Herald-Leader flooded with letters
With a single AP photo and a two sentence caption, the Lexington Herald-Leader appeared uninterested in reporting on our I Love Mountains Day rally. The paper has since been flooded with calls and letters criticizing their poor coverage of this important event. Eleven of these letters were published in Saturday's editorial page.
Clean water matters
The Herald-Leader can cover every aspect of meaningless news but can't provide adequate coverage of an important issue to all Kentuckians: clean water.
There was a rally in Frankfort on Feb. 14 in support of the "Stream Saver Bill," but there was no news story in the Herald-Leader. More than 1,200 Kentucky citizens and taxpayers who actually want to protect Kentucky's water attended, but the Herald-Leader seems only interested in covering meaningless stuff.
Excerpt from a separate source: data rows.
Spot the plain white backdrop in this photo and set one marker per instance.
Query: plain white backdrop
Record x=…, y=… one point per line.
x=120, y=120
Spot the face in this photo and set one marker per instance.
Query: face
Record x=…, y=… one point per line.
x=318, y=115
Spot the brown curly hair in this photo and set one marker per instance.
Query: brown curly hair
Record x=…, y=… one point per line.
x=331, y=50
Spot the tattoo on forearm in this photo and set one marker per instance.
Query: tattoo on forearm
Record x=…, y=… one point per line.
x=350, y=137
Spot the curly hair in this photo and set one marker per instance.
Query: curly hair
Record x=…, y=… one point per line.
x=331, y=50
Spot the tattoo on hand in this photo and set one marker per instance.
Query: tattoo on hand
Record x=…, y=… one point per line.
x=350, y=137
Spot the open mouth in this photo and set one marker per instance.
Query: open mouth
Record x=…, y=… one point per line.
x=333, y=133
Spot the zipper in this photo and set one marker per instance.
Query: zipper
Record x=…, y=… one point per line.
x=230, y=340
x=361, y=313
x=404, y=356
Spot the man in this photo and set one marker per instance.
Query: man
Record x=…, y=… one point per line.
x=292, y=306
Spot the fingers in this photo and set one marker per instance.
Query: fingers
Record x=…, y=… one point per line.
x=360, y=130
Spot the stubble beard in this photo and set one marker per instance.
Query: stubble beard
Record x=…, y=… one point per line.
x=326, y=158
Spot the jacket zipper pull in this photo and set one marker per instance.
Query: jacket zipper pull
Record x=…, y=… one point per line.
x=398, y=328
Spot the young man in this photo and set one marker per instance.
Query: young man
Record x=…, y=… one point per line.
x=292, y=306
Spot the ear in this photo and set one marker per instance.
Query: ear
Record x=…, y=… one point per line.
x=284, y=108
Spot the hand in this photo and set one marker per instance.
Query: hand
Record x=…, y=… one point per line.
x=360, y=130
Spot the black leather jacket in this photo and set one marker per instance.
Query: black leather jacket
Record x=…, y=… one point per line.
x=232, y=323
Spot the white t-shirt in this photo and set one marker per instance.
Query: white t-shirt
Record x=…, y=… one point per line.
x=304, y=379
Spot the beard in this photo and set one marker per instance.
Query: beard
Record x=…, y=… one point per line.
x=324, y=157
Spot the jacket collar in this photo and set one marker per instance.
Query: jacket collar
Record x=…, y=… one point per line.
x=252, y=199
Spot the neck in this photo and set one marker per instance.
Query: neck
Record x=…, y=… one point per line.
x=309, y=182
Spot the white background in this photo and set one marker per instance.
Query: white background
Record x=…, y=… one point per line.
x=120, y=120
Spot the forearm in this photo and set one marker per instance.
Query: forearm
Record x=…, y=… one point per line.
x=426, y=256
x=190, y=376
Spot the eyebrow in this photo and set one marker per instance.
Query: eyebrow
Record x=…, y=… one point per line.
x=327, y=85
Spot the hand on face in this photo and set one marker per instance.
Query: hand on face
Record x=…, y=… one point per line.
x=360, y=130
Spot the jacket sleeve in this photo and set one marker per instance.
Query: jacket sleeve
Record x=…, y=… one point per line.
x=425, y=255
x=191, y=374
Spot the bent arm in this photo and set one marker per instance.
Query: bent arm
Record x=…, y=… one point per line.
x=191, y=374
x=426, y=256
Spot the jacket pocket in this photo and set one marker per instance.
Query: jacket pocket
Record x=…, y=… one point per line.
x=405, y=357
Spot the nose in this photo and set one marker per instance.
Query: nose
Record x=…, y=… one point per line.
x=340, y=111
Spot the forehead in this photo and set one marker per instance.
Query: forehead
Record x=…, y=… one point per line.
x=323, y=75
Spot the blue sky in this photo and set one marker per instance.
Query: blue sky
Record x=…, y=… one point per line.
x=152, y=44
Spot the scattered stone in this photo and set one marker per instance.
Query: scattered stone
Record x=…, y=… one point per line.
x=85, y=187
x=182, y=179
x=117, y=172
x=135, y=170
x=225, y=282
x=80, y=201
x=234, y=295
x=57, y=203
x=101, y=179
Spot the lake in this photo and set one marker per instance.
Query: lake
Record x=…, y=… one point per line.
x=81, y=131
Having clean water and protecting against a water shortage should be more important issues to Kentuckians than deciding what to buy their sweeties for Valentine's Day.
What is wrong with the Herald-Leader? Has it been bought, as legislators in Frankfort have?
Clean water and air matter, not profits for coal mining executives and their bought flunkies.
Linda Sizemore
Richmond
Disappointed in paper
The Herald-Leader's lack of significant coverage of the large rally on the ice-covered steps of the state Capitol on Valentine's Day is very disappointing.
Attempts by legislators to ignore such input from citizens trying to get a hearing on the "Stream Saver Bill" may be attributed to their being in bed with surface-mining interests. I hope the Herald-Leader is not subject to the same sordid connections.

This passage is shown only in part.